La Oferta
- Type: Digital newspaper
- Publisher: Franklin G. Andrade & Mary J. Andrade
- Founded: 1978
- Language: English/Spanish
- Headquarters: San Jose, CA Santa Clara County
- Circulation: 9,848
- Website: laoferta.com

= La Oferta =

Newspaper published in San Jose

La Oferta Review is a bilingual (Spanish and English) weekly newspaper in San Jose, California. First published in 1978, it is the oldest Hispanic-owned newspaper in the San Jose area. Since 1996, when its circulation stood at 25,500 printed newspapers, La Oferta has faced competition from several new Spanish-language papers in the same area. It is now limited to online publication with a circulation of a little under 10,000.

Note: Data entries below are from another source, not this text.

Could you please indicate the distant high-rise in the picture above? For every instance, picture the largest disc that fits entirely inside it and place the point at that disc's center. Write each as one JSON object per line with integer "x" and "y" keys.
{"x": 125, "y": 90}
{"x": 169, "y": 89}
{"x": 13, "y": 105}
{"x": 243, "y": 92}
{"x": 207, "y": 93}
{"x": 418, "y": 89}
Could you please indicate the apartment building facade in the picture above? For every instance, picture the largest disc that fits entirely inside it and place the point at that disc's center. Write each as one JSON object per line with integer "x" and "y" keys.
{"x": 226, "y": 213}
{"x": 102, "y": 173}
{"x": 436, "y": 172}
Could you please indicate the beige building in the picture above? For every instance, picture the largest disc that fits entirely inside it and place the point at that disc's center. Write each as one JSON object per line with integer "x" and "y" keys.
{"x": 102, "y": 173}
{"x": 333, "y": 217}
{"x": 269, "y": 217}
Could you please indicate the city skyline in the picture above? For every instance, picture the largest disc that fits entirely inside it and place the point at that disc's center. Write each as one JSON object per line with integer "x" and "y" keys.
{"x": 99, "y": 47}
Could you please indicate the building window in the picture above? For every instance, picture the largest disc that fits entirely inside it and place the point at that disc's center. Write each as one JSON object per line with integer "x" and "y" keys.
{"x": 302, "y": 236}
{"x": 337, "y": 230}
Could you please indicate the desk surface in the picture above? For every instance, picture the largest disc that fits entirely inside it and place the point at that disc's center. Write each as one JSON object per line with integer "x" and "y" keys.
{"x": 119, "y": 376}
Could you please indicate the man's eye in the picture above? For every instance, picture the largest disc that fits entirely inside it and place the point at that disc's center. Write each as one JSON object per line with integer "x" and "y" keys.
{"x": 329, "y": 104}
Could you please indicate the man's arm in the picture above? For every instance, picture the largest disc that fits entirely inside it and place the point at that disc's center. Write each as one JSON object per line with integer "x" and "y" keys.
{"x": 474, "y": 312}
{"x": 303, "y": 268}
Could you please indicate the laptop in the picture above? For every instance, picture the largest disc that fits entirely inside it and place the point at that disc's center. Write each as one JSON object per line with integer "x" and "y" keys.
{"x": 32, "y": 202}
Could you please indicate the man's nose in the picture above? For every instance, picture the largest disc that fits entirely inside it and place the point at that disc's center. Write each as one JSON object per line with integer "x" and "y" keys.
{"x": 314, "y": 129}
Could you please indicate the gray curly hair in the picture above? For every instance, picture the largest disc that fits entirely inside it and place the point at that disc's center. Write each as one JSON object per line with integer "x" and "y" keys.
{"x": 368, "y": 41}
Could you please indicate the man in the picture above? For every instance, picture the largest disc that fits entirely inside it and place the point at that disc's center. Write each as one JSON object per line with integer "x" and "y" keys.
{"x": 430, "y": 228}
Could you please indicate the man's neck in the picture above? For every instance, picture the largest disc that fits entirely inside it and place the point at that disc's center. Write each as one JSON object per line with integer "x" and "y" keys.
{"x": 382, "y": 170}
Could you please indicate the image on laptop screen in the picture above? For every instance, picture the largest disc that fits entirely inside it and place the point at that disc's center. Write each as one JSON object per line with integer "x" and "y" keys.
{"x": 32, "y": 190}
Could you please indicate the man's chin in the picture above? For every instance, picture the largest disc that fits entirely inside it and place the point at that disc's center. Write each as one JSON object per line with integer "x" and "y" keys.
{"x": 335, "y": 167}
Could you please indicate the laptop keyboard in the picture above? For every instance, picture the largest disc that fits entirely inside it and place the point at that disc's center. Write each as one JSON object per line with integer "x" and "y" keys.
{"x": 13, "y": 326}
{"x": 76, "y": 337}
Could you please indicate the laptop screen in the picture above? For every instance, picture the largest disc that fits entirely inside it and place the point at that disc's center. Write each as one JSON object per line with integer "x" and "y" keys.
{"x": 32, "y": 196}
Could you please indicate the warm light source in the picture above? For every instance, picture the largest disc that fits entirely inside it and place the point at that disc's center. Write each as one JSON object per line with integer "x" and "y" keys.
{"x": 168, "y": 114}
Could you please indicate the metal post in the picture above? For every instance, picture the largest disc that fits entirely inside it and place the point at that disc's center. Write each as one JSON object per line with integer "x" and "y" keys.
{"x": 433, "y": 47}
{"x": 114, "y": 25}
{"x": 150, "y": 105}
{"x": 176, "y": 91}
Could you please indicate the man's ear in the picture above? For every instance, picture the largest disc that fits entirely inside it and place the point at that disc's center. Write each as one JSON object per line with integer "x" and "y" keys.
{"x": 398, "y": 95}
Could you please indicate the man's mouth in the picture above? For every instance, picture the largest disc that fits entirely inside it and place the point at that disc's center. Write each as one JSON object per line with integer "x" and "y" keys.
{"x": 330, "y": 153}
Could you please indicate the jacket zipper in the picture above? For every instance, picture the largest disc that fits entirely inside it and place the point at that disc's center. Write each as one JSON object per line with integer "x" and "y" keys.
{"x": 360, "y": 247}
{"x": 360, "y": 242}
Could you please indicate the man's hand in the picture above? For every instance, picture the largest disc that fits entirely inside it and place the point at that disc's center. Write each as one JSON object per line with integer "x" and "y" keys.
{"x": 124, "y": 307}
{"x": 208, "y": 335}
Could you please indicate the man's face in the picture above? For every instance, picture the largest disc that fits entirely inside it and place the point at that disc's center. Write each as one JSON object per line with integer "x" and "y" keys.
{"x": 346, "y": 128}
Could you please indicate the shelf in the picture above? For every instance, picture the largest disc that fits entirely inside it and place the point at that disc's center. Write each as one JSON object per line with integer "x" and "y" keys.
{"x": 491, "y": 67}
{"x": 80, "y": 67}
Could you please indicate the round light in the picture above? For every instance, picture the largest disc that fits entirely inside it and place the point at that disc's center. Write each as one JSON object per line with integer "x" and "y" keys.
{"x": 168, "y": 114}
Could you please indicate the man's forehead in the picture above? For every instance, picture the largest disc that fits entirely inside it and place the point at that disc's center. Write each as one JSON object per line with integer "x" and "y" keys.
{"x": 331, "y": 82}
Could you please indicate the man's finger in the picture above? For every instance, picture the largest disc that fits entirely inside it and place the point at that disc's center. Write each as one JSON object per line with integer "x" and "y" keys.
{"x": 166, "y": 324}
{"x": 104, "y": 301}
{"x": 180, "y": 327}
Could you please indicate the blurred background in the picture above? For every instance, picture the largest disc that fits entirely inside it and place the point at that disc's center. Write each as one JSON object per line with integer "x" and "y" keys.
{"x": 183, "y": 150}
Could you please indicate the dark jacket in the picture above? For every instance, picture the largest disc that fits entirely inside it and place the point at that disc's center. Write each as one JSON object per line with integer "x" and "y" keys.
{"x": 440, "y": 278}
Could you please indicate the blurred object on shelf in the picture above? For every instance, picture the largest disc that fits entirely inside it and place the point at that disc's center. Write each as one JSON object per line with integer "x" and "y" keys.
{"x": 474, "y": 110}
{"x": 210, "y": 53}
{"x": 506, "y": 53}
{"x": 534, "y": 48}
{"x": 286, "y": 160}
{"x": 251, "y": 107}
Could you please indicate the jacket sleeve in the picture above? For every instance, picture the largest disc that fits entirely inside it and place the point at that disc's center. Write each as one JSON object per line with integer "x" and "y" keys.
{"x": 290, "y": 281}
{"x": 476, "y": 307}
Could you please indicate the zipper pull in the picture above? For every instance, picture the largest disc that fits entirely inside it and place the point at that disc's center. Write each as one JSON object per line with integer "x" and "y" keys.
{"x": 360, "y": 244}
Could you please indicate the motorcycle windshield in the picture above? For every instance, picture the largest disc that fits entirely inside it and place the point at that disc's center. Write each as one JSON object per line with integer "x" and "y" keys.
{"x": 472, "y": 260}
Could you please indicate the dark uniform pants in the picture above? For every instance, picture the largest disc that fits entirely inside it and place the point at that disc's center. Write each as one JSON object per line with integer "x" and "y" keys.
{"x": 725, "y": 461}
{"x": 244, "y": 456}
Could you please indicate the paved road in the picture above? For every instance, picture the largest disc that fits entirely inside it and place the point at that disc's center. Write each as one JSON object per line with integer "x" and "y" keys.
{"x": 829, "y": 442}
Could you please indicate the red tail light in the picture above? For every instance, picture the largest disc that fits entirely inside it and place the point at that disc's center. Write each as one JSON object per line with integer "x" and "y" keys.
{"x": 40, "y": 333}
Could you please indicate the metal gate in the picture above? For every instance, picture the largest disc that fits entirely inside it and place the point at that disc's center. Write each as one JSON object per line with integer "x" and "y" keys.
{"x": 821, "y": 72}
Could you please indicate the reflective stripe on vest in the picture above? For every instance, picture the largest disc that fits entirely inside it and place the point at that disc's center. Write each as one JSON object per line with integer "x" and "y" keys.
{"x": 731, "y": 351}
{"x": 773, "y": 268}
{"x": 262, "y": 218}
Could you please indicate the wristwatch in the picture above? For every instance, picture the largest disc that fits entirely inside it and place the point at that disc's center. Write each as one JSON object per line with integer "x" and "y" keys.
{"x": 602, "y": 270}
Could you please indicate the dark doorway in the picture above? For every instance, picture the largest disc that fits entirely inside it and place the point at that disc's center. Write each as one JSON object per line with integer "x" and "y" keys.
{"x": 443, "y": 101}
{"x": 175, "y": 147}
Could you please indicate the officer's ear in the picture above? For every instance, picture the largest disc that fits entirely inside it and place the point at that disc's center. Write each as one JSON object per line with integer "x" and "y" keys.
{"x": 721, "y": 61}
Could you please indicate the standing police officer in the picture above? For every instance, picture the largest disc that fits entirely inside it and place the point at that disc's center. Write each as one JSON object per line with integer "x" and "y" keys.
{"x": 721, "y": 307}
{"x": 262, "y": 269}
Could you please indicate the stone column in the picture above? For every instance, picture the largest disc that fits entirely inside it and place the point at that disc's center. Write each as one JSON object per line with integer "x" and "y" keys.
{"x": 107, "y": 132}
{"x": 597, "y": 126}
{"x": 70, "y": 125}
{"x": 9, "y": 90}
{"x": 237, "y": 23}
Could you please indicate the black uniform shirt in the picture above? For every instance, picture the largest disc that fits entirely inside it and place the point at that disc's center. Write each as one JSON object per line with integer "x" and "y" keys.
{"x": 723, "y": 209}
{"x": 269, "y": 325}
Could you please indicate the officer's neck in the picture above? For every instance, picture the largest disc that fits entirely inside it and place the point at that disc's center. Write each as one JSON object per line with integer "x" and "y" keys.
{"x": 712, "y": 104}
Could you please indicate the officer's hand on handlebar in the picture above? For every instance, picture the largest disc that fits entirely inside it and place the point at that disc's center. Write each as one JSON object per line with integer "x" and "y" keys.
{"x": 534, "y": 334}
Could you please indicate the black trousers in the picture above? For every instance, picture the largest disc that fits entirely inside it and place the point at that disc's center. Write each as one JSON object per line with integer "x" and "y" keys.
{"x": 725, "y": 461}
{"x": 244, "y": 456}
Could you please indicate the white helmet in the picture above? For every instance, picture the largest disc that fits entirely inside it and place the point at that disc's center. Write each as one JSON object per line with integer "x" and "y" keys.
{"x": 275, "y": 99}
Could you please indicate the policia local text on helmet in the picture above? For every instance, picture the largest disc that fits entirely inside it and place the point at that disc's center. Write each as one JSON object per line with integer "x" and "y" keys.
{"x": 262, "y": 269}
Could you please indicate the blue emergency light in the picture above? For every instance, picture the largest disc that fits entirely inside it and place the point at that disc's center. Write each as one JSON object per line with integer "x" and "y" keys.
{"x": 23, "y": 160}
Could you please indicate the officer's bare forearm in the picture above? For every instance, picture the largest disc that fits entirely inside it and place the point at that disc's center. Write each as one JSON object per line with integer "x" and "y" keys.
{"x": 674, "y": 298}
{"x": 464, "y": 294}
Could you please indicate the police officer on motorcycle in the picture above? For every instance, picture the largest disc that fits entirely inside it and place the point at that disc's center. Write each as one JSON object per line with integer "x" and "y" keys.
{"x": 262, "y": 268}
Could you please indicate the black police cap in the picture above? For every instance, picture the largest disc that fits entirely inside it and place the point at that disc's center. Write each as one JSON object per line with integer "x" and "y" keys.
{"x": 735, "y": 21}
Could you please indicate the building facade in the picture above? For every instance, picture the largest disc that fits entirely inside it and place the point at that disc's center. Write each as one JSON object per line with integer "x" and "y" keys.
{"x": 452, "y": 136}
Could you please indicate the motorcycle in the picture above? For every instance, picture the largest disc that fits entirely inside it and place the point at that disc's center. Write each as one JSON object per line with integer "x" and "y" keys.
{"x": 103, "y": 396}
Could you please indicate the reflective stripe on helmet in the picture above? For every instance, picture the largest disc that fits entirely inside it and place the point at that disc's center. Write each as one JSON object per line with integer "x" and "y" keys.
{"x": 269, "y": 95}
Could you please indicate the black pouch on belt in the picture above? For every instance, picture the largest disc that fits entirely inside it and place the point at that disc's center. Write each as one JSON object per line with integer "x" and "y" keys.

== Circulation, coverage area, and ownership ==

La Oferta Review is a bilingual English/Spanish weekly newspaper published by Franklin G. Andrade & Mary J. Andrade. Headquartered in San Jose, CA, the newspaper covers the city of San Jose and the surrounding Santa Clara county with an estimated circulation of 9, 848. The newspaper is a member of the National Association of Hispanic Publications (NAHP).

== History ==
La Oferta has been in publication since 1978, making it the oldest Hispanic-owned paper in San Jose. In 1997, the San Jose Mercury News launched the Spanish-language Nuevo Mundo, which had a negative impact on La Ofertas advertising revenue and circulation. Today, La Oferta Review does not put out a print paper; it is published on the Internet only.

== Notable coverage ==

In April 2005, the newspaper received coverage nationally as part of a story focusing on the background of a woman who claimed to have found a human finger in a bowl of chili she purchased at a Wendy's fast food restaurant in San Jose, CA. The woman, Anna Ayala, was a former employee of La Oferta Review who had sued her manager for sexual harassment. This wire story was reported by the Associated Press and ran in a number of papers including The Los Angeles Times, The Times Recorder of Zanesville, Ohio, and The Lancaster Eagle-Gazette, Ohio.

La Oferta Review Newspaper, Inc. also publishes a series of books authored by the newspaper's co-publisher Mary Andrade. Entitled Through the Eyes of the Soul, Day of the Dead in Mexico and written in Spanish and English, the books highlight cultural practices and traditions related to the Day of the Dead in different regions of Mexico.